The school team has a good run that year though. We either reach a semi final or are in contention for the league. But in the season's crucial game at Fortescue against local rivals Stanley Road, we taste defeat. A midfield masterclass from William Rees, who'd turn up again at Orleans school, ends our season there and then. Rees's heroics apart, my only other recollection of the game is our coach, Mr. Saunders (Edward VIII) stood at the touchline barking encouragement, propping up a piece of card on which he'd daubed the legend, "The Trafalgar Steamroller Rolls On!!", a reference no doubt to our Arsenal-like ability to grind out boring 1-0 wins without playing particularly well. He always seemed to be smoking a pipe even, - altough this is possibly a trick of the memory - in class where in between puffs he'd fill up what felt like several hours with enthusiastic accounts of the repulsion of the Spanish Armada. I imagine that he liked a drink as well as pulling on that pipe and if my memory serves, he died while I was still at Trafalgar, not that long after the game with Stanley Road; eaten up by the brown residue of tar that caked his teeth. This is him, some years before, on a school outing to Belgium (picture by Martin Wells)
Gary Mills (next to me in the team photo) is also a smoker. I see him taking crafty puffs from the cup of his palm on his way home from school to Feltham. His parents are separated and he's a crazy mixed up ball of confusion. In one fit of rage, he attacks the Nun who takes our class, on placement from the local Catholic college, St. Mary's. He's one of those who'll either turn out as a star or a crook; has that wayward intelligence you need, the sort that's only really tolerated in the worlds of crime, entertainment and elite sport. Or he might be a dustman for all I know. He goes out for an Italian meal with Patricia Larrigan on her birthday. I've been in love with her since we were five, kissing her on the crown of her head in infants school, causing her to flee the room in floods of tears; an early lesson in the terrifying and volatile power of love. Sean Whitehead has a similar surly wiriness to Gary Mills. His father owned a building firm, I believe, and they had a nice big house not far from us. But Sean speaks what my mother called 'Twickenham Cockney'. I think she meant by it something along the lines of posh boys talking common. Mark Jenkinson wrote a play, I know that much. It's called The Art of Random Whistling and was first performed at the Young Vic in 1996. William Rees lives in North Wales from whence he sells secondhand books on the net. "I still love playing and watching football (I’m rather more accomplished at the latter)", he says on his Friends Reunited blurb. I'm very glad to hear it, Bill.

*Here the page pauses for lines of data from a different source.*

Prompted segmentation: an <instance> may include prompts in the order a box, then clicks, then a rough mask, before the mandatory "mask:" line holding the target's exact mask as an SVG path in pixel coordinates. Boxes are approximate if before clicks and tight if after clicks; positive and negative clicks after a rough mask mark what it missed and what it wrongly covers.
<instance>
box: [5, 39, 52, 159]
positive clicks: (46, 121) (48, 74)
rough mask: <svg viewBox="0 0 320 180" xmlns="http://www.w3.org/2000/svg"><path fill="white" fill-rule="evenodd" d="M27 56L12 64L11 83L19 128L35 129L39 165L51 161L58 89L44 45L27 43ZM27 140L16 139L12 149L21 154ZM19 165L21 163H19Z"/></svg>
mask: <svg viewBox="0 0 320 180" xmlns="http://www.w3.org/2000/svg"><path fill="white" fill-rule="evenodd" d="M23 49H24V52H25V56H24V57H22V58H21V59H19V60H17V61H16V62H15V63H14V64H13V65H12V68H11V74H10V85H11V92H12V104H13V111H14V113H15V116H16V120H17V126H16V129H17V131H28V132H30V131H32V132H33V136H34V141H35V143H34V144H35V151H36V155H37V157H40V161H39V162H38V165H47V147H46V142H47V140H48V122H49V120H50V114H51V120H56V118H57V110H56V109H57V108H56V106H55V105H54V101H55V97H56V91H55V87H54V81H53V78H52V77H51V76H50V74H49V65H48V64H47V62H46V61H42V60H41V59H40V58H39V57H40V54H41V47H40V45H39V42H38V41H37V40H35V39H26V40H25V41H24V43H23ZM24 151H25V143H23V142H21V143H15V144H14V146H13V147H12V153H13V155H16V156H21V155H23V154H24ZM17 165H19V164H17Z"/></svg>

Mr. Embling is the headmaster. He's kindly and patrician. Mr Edwards is his second in command and is one of the two exceptional teachers into whose orbit I'm fortunate to fall. He's dapper, stern on the surface but deep down just as kind. I love watching him eat his lunch behind his desk, the same precisely performed ritual every day; an apple sliced then segmented, the knife steered by a firm and steady thumb, popped straight in the mouth as sliced, apple alternating with a wedge of crumbly cheddar. It's down to him that I win one of the three prizes the school awards to its soon-to-be-alumni. With the book tokens I buy this
and they stick a commemorative plate inside the cover:
I don't remember many games between now and the World Cup, although I'm sure I watch a lot. West Ham win the Cup Final, Leeds lose the European Cup. The following year, I win my prize. Concorde takes its inaugural flight, Southampton beat Manchester United in the FA cup, the Czechs beat the Germans in a penalty shoot-out to become champions of Europe. So, you see, there was hope. Lots of hope, back then, before England let us down.